By Jaynene Moreno |Staff Writer|
The 1975 released their second LP “I Like It When You Sleep, For You Are So Beautiful Yet So Unaware Of It” on Feb. 26.
Bold, audacious, and fearless are all words to describe what the band created with this masterpiece.
The band made a daring move with the lengthy title choice itself.
“Although I don’t like the title, I do think that it’s something unique to do. Albums are usually single worded, not a whole sentence long,” said student Manuel Macias.
The album includes 17 creative songs—each of them have their own unique twist, different from what is typically heard in today’s pop culture.
A mixture of genres are heard throughout the album. Some of those genres include ’80s, chillwave, pop, electropop and indie rock. Usually artists stick to one specific genre in their albums but these guys did it all.
According to the Guardian, lead singer Matthew Healy said that people listen to various genres, and so he felt it was important for his band to deliver just that.
“They made a great move in combining all those different genres, because someone is bound to like at least one of those songs, but I personally have enjoyed listening to the entire album as a whole,” said student Theresa Ramirez.
The song, “I Like It When You Sleep, For You Are So Beautiful Yet So Unaware Of It” can be compared to songs by the indie rock band The Postal Service from in their 2003 album “Give Up.“
The 1975’s song is definitely electropop—a mixture of both electronic and pop music.
It gives off a sense of quietness, but the electronic beats will keep you awake.
It is as if you are falling asleep in a quiet house but can still hear small noises, such as birds chirping or cars passing.
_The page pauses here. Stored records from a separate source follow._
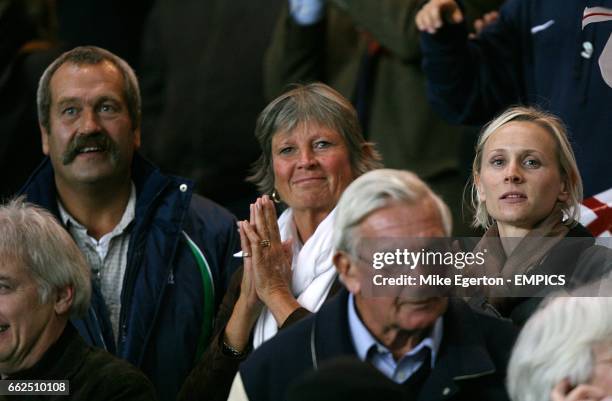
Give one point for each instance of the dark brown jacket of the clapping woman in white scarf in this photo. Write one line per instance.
(211, 379)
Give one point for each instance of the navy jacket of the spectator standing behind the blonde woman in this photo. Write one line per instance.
(470, 81)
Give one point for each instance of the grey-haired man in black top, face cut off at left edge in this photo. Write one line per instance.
(44, 280)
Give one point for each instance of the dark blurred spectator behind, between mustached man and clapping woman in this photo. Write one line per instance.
(202, 92)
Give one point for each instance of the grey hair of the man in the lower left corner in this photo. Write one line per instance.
(32, 237)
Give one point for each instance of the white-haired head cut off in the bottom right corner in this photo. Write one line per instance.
(564, 352)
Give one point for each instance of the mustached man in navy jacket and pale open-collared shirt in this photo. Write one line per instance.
(160, 255)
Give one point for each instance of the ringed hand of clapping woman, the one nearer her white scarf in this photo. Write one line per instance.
(271, 263)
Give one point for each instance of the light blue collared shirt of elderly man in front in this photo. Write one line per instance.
(371, 350)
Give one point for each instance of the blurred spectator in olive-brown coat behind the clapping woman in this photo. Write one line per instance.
(369, 51)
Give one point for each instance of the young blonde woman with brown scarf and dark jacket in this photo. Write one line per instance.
(525, 190)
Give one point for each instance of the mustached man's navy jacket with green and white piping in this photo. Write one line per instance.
(169, 294)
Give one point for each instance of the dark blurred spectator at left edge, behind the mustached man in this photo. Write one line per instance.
(27, 32)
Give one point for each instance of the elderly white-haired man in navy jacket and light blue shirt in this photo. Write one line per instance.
(431, 347)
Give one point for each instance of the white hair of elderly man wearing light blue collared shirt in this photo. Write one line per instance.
(375, 190)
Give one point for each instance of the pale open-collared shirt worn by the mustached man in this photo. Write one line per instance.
(107, 257)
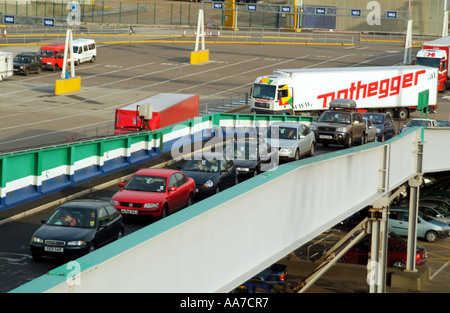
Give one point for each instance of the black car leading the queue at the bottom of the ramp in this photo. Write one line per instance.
(76, 228)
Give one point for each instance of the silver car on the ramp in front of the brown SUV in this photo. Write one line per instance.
(293, 140)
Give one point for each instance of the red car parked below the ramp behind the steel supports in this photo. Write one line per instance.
(359, 254)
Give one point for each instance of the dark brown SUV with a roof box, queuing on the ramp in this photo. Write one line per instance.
(340, 125)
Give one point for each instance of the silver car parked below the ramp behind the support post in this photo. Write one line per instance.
(427, 228)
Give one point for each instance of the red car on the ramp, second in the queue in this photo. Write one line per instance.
(154, 193)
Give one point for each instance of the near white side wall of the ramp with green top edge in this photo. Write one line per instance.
(222, 241)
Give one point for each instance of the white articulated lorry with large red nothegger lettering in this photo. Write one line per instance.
(391, 89)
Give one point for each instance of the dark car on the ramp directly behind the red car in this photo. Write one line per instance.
(211, 173)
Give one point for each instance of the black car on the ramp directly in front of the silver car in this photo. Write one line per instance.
(251, 157)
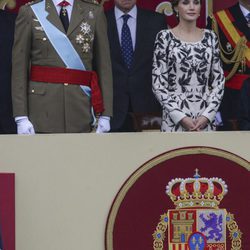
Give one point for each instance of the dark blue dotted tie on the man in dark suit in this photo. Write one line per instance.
(126, 42)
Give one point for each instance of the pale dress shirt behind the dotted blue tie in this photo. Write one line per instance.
(131, 22)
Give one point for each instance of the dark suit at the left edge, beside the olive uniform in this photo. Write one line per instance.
(7, 25)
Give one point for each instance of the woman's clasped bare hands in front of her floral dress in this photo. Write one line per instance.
(194, 124)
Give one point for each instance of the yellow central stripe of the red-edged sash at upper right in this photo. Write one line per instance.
(231, 30)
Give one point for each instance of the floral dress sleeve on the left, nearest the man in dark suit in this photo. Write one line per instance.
(162, 80)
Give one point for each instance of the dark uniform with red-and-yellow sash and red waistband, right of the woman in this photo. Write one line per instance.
(230, 103)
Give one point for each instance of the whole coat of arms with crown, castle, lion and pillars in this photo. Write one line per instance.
(197, 222)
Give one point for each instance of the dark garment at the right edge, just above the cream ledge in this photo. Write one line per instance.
(244, 108)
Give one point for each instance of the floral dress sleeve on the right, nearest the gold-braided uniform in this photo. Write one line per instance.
(216, 80)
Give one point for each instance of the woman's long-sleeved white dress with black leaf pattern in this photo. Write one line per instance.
(188, 79)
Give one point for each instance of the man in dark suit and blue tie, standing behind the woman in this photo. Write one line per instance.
(131, 46)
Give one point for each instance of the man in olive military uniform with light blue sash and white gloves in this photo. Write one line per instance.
(59, 47)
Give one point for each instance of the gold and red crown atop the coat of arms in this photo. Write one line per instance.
(197, 191)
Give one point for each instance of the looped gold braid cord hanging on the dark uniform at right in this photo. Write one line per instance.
(237, 54)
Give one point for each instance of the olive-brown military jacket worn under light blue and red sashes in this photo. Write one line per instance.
(59, 108)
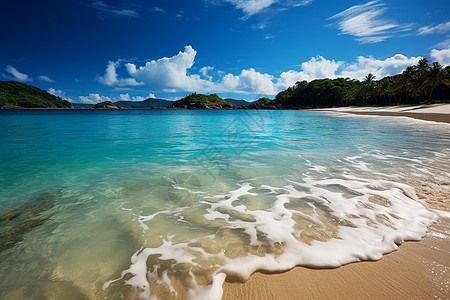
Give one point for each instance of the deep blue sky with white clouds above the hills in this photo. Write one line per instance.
(88, 51)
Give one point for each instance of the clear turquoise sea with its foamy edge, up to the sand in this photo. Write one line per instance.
(167, 203)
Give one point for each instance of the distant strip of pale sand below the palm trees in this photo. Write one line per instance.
(436, 113)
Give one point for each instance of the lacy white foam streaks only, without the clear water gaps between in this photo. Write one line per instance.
(377, 228)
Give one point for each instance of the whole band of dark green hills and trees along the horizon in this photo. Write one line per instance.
(422, 83)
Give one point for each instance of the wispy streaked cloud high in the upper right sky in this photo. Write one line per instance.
(367, 23)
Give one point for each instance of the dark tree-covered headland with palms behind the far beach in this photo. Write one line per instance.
(423, 83)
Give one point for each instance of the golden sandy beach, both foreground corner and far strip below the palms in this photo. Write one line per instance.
(417, 270)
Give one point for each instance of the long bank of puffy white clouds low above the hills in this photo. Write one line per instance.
(171, 74)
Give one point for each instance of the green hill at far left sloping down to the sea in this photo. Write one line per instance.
(17, 94)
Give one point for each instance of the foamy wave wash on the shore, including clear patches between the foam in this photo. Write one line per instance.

“Nana” is their more heartfelt song about Healy’s passed grandmother and his belief that God does not exist.
Along with the piano/guitar ballad, he uses lyrics such as “I wish you’d walk in again/ Imagine if you just did/ I’d fill you in on the things you missed,” making sure that the listener knows that he strongly misses his “Nana.”
The tone of his voice is softly spoken, adding a state of seriousness to the album, because the pain he feels is truly evident, not only in his lyrics but in his voice.
He then continues with “And I know that God doesn’t exist/ And all of that palaver surrounding it/ But I like to think you hear me sometimes,” expressing his religious views on God.
By adding his atheist beliefs, Healy is giving his fans a more inside look into who he is personally.
Another song where he lets the listener into his personal life is “A Change Of Heart.”
He speaks of a fling where he thought he was in love but later finds himself to have a change of heart, leading to his decision to depart from the relationship.
Just the idea of having to break someone’s heart makes you feel sorry for the girl that he is breaking up with.
As you keep listening, you find that she was actually the one that deceived him; he’s leaving her because she’s not the sweet person he thought she was.
You then start to have your own change of heart and feel sorry for him.
The versatility of the album is not just seen in their genre choices but also in the mood of each of the songs.
Moving away from the seriousness and heartbreaking tones of “Nana” and “A Change Of Heart,” the songs “UGH!” and “The Sound” are both upbeat, feel good jams, something you can bop your head to while shopping at a store such as Forever 21.
Their danceable hit single “Love Me” is also included on the album.
It kicks off with a sound like that of Tiny Tim’s “Tiptoe Through The Tulips,” a song that was featured in the film “Insidious,” but definitely not as creepy.
It is really important to keep your mind open when listening to this song.
Someone who appreciates old pop songs will surely find this entire album to be a staple in their iPhone playlist, others will only find a couple of the songs to be of their liking.